2x2: sub-3.5 average, single doesn't mean much
3x3: sub-10.5 average, 8.5 single
4x4: sub-40 average, 36 single
5x5: 1:35 average, sub-1:30 single
OH: sub-19 average, sub-15 single 
Pyraminx: Don't really care

Edit: Podium/Don't come 4th in half of the events


----------



## Kit Clement (Apr 20, 2014)

Goals: 

Keep the PB streak alive
Save a PB for Cornell the next day
Don't get tired


----------



## TeddyKGB (Apr 21, 2014)

Kit Clement said:


> Goals:
> 
> Keep the PB streak alive
> Save a PB for Cornell the next day



Does this mean as soon as you get one PB you're going to sandbag the rest of the day?

Goals:

Same as Kit's ^
Also 2x2: WR single...


----------



## Coolster01 (Apr 21, 2014)

Waiiiittttt, cornell is only 4.25 hrs away from toronto according to google maps  

AND THEY HAVE FEET LOL I WANNA GO


----------



## Kit Clement (Apr 21, 2014)

TeddyKGB said:


> Does this mean as soon as you get one PB you're going to sandbag the rest of the day?
> 
> Goals:
> 
> ...



If I do an event, I'm not sandbagging it. (That doesn't mean I won't drop events... )


----------



## antoineccantin (Apr 21, 2014)

Genius4Jesus said:


> 4x4: sub-40 average, 36 single



New goal: don't let Jonathan beat me at 4x4.


----------



## Genius4Jesus (Apr 21, 2014)

antoineccantin said:


> New goal: don't let Jonathan beat me at 4x4.

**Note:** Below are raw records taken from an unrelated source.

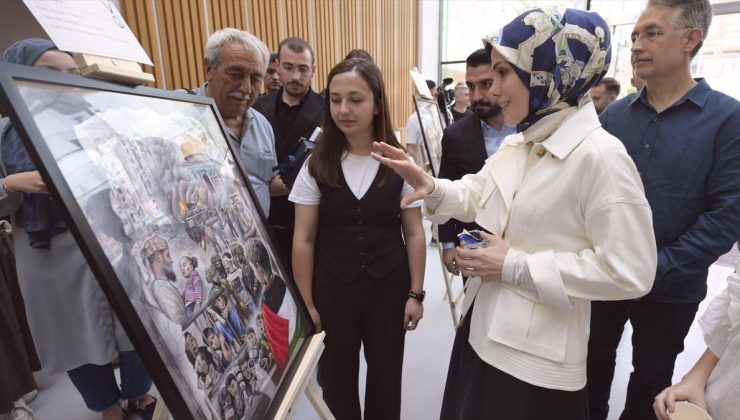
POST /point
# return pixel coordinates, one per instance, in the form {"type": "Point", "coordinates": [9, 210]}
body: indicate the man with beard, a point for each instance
{"type": "Point", "coordinates": [235, 63]}
{"type": "Point", "coordinates": [168, 299]}
{"type": "Point", "coordinates": [470, 141]}
{"type": "Point", "coordinates": [294, 112]}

Funny, I thought you are the only person going who is faster than me at 4x4. 

Edit: Possible first place? Maybe? Maybe not?


----------



## antoineccantin (Apr 22, 2014)

Genius4Jesus said:


> Funny, I thought you are the only person going who is faster than me at 4x4.
> 
> Edit: Possible first place? Maybe? Maybe not?



It would be hilarious if you'd get 1st place in Toronto after 4th in Montreal 
You might actually win.


----------



## Genius4Jesus (Apr 22, 2014)

antoineccantin said:


> It would be hilarious if you'd get 1st place in Toronto after 4th in Montreal
> You might actually win.



It's a possibility, but I don't think I can pull off a first place finish, more likely podium.


----------



## antoineccantin (Apr 24, 2014)

I just did a live Radio Interview for Radio-Canada in the GTA/Southern Ontario.

They said they might come to the comp to film some footage. I also slipped in a word to encourage sponsors


----------



## cubeninjaIV (Apr 24, 2014)

Kit Clement said:


> Goals:
> 
> Keep the PB streak alive
> Save a PB for Cornell the next day
> Don't get tired


 Ambitous goal, but i think ill give it a shot too. three weeks away from cubing isn't helping though


----------



## claudeccantin (Apr 25, 2014)

antoineccantin said:


> I just did a live Radio Interview for Radio-Canada in the GTA/Southern Ontario.
> 
> They said they might come to the comp to film some footage. I also slipped in a word to encourage sponsors



For those of you who understand French, Antoine's radio interview may be found at http://ici.radio-canada.ca/emission...areils/2013-2014/archives.asp?date=2014-04-24


----------



## Kit Clement (Apr 25, 2014)

Can't find: My SS 5x5

Will buy: Your spare white SS 5x5

PS: I hope you like non-monopoly money


----------



## Coolster01 (Apr 25, 2014)

Kit Clement said:


> Can't find: My SS 5x5
> 
> Will buy: Your spare white SS 5x5
> 
> PS: I hope you like non-monopoly money



I got a broken in florian modded one I'd be willing to sell for about $200.


----------



## Harris Chan (Apr 26, 2014)

Antoine got OH WR Average in first round: 12.56

(14.04) , 12.72, 14.01, (10.63), 10.96


----------



## cuboy63 (Apr 26, 2014)

Harris Chan said:


> Antoine got OH WR Average in first round: 12.56!



Wow! congrats Antoine


----------



## yoshinator (Apr 26, 2014)

Harris Chan said:


> Antoine got OH WR Average in first round: 12.56
> 
> (14.04) , 12.72, 14.01, (10.63), 10.96



WOW! Congrats Antoine, you are seriously a beast.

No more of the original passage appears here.